Земля вятичей

Сергей Вятич
«…геолог Сергей Баклаков шёл в рискованный одиночный маршрут по тундре и чувствовал, как «болотный бог» малой родины нашёптывал ему: вятская фамилия ещё появится на карте.»
Олег Куваев «Территория».

Край вятичей на отшибе русских земель, затерянный в глубинах безбрежного, слегка всхолмленного ландшафта с дубравами, сосновыми борами, топкими болотами, где едва ли не единственные дороги – по воде. Несчетные реки и речушки, в запутанных камышовых извивах которых чужакам не разобраться, а в мороз удобные и гладкие пути для санных обозов между селениями. Суровая зима снегом и льдом наглухо запирает земли лесных отшельников вятичей  от прошенных и непрошенных гостей.

В 1146 году черниговский князь Свято­слав Ольгович бежал сюда от преследования Мономаховичей - на север «за лес», тогда ещё в малоизвестную зем­лю вятичей, укромно лежавшую сразу за громадным лесом, который назовут Дебрянским, а позднее Брянским, и по которому все междуречье Оки и Волги получило характерное название Залесской земли.

 Граница вятичских земель детально выяснена архео­логическими исследованиями верхнеокских курганов и женских височных колец, артефакта, унаследованного вятичами от балтского племени голядь, обитавшего в тех же верховьях Оки задолго до них. Тече­ние реки Москвы отделяло вятичей от кривичей, живших севернее. В районе нынешней Москвы поселе­ния вятичей переходили речную границу и вторгались на севере к кривичам, а на северо-востоке в залесские земли мерян. С юга вятичская земля размыкалась в безбрежную степь Муравским и Изюмским шляхами.

В этих укромных «бежиных» лугах среди березовых рощ и дубрав родился удивительно поэтичный и хорошо известный по этнографии 19 века обряд «похорон и воскрешения кукушки», чьи границы совпадают не только с ареалом расселения вятичей, но и с признанной территорией формирования ядра великорусского этноса.
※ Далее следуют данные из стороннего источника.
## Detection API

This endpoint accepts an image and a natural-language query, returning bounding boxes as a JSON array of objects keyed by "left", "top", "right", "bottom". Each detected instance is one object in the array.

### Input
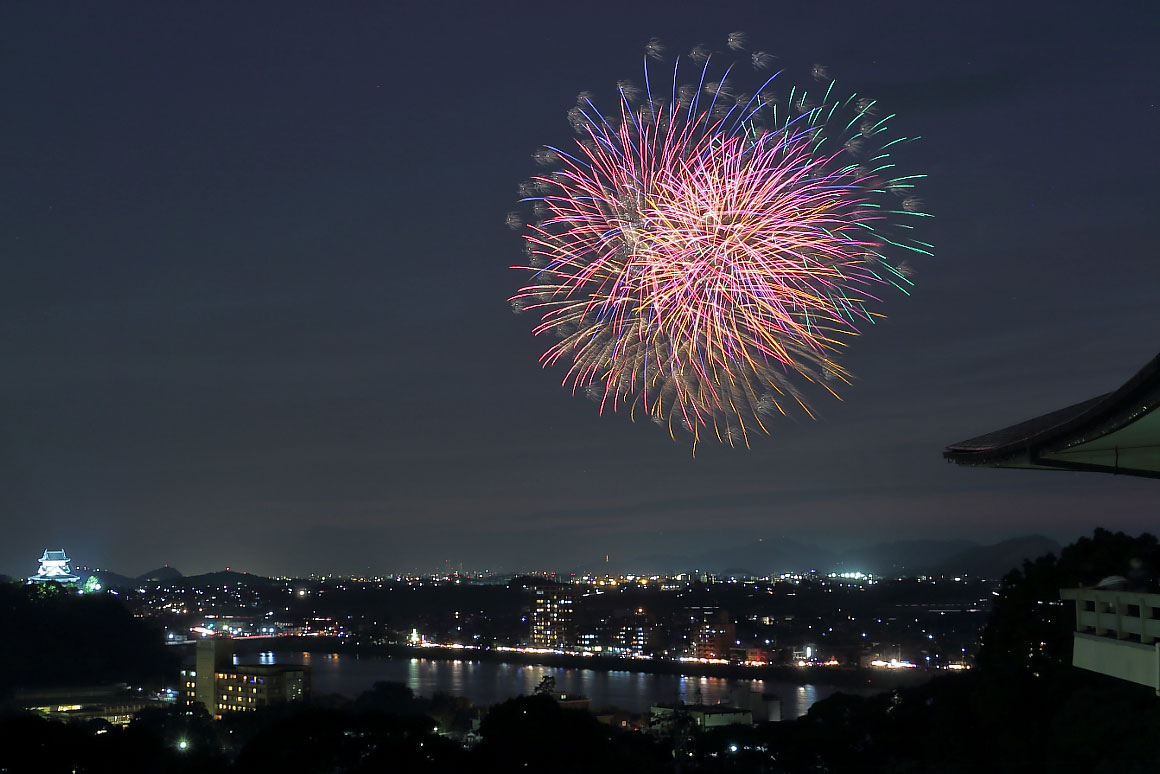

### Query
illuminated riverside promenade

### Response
[{"left": 239, "top": 651, "right": 877, "bottom": 719}]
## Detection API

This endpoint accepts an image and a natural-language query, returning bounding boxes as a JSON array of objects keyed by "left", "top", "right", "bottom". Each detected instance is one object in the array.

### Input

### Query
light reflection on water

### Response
[{"left": 239, "top": 651, "right": 868, "bottom": 719}]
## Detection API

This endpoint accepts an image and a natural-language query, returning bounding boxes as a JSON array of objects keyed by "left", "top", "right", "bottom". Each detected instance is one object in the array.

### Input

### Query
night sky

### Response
[{"left": 0, "top": 0, "right": 1160, "bottom": 576}]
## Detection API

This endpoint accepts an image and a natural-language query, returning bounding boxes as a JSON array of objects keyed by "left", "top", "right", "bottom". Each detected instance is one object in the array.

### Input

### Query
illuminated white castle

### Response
[{"left": 28, "top": 549, "right": 80, "bottom": 584}]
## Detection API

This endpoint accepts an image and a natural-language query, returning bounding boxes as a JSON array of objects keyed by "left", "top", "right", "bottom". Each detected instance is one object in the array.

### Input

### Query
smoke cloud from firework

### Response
[{"left": 508, "top": 32, "right": 931, "bottom": 449}]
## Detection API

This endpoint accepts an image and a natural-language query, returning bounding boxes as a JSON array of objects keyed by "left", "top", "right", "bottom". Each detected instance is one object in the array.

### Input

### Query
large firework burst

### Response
[{"left": 509, "top": 32, "right": 930, "bottom": 448}]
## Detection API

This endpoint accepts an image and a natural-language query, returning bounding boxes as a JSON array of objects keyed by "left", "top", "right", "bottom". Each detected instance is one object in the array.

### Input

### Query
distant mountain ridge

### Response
[
  {"left": 601, "top": 535, "right": 1060, "bottom": 578},
  {"left": 137, "top": 565, "right": 184, "bottom": 583}
]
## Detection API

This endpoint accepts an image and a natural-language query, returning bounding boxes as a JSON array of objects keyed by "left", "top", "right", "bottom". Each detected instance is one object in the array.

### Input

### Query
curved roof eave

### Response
[{"left": 943, "top": 355, "right": 1160, "bottom": 477}]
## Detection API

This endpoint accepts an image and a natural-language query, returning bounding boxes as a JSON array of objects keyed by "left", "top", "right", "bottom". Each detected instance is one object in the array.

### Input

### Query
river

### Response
[{"left": 235, "top": 651, "right": 876, "bottom": 719}]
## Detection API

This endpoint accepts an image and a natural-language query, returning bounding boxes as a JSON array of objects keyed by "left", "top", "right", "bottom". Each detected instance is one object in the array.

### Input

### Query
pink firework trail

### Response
[{"left": 509, "top": 36, "right": 931, "bottom": 449}]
Земля вятичей - это соломенная Русь. Ее культурная русская идентичность хрупким слоем укрывает следы пепелищ. Ежегодные набеги степняков и смута обезлюдели ее на десятилетия; здесь культурной памяти русского народа не за что зацепиться, почти все предания и обычаи пеплом уносил ветер степных пожаров. Двухсот лет не прошло с тех пор, как в нежных красках Тургенева и Лескова эти скупые на древности нечерноземные края вдруг стали едва ли не самыми русскими, наливаясь силой родной словесности. И, вглядываясь в сумеречный край Лавровского леса, нависшего над топкими берегами приокской Рыбницы, я слышу шёпот «болотного божка» моих вятичей.